Frédérique Clavel, Présidente de l'APCE et de Fédération Pionnières - un réseau d'incubateurs et pépinières au féminin de solutions innovantes - récemment nommée par Fleur Pellerin à son poste, revient pour Maddyness sur l'entrepreneuriat au féminin à l'occasion de la journée de la femme. Si la situation tend à s'améliorer - et les nombreux évènements organisés aujourd'hui comme la journée de la femme digitale le prouvent - elle reste encore précaire pour de nombreuses entrepreneuses, un constat que veut combattre Frédérique Clavel au travers de ses actions et en demandant un engagement plus ferme de la société envers elles.
#1 Pouvez-vous nous dresser un état des lieux de l'entrepreneuriat au féminin?
Les femmes représentent un potentiel d’énergie et de talents encore insuffisamment libéré aujourd’hui. Certes, la situation s’est améliorée depuis 2003, date à laquelle le projet Pionnières a démarré. A l’époque, 3 éléments m’avaient sauté aux yeux : on comptait moins de 5% de femmes dans les incubateurs, ceux-ci étaient uniquement destinés à l’accompagnement de start-ups techno alors que le secteur d’activité majoritairement concerné par la création d’entreprise par les femmes était, et est encore, celui des services.
"Les femmes représentent un potentiel d’énergie et de talents encore insuffisamment libéré aujourd’hui" Frédérique Clavel
J’ajouterai à ceci un élément très important : la difficile reconnaissance, à l'époque, de l’innovation de services qui reste un de mes chevaux de bataille ! Quand nous avons ouvert les portes de l’incubateur Paris Pionnières, le premier incubateur en France dédié à l’accompagnement des projets portés par des femmes, grâce au soutien de Christian Sautter à la Mairie de Paris, l’offre a créé tout de suite de la demande. Et très vite le modèle a été dupliqué en Normandie, au Maroc. Aujourd’hui le réseau des Pionnières compte 13 implantations en France et 5 à l’étranger.
#2 Une situation qui s'améliore pour les femmes entrepreneuses?

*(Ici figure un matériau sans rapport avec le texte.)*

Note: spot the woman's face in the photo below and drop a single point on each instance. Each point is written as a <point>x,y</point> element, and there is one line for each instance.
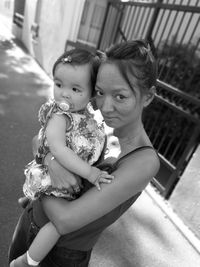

Oui et non. Les entreprises créées par les femmes évoluent positivement car le taux atteint 38% contre 30% il y a quelques années. Cependant en ce qui concerne l’innovation ou les projets financés par le capital d’amorçage, la part des femmes est plutôt inférieure à 10%. Pour une France qui veut doubler le nombre de ses ETI en cinq ans il y a un bon réservoir de potentiel au féminin...
#3 On voit une augmentation visible des structures et qui leur sont dédiés, est-ce un véritable mouvement de fond?
Beaucoup d’augmentation d’évènements car le thème est porteur, beaucoup de réseaux féminins, Grandes écoles, EPWN, BPW et bien d’autres. En ce qui concerne les outils d’accompagnement et de financement il y en a trop peu ! C’est dommage mais les moyens publics et privés manquent cruellement.
#4 Comment voyez-vous l'avenir pour ces femmes?
Vers un accompagnement toujours plus grand? L’avenir est forcément plus brillant pour celles qui sont accompagnées puisque le taux de pérennité pour celles-ci est de 80% contre 50%... Nous avons des accords avec des organisations pratiquant le mentoring des entrepreneurs pour faire suite à notre action. Paris Pionnières monte son réseau de « marraines ».
"Nous avons besoin d’une véritable politique d’appui à l’entrepreneuriat féminin qui soit portée au plus haut niveau de l’état avec des moyen dignes de cette ambition" Frédérique Clavel
#5 Le réseau des Pionnières s'élargit d'année en année, des nouveautés sont-elles à prévoir dans le réseau?
Le réseau s’élargit avec de très faibles moyens et une énergie débordante. Nous sommes sollicitées de toutes parts en France comme à l’étranger. Nous ne pouvons pas répondre à toutes ces demandes. Nous avons besoin d’une véritable politique d’appui à l’entrepreneuriat féminin qui soit portée au plus haut niveau de l’état avec des moyen dignes de cette ambition. Pour fabriquer des entreprises solides, ambitieuses, pérennes et créatrices d’emplois stables, il faut trois ingrédients : information/sensibilisation, accompagnement, financement.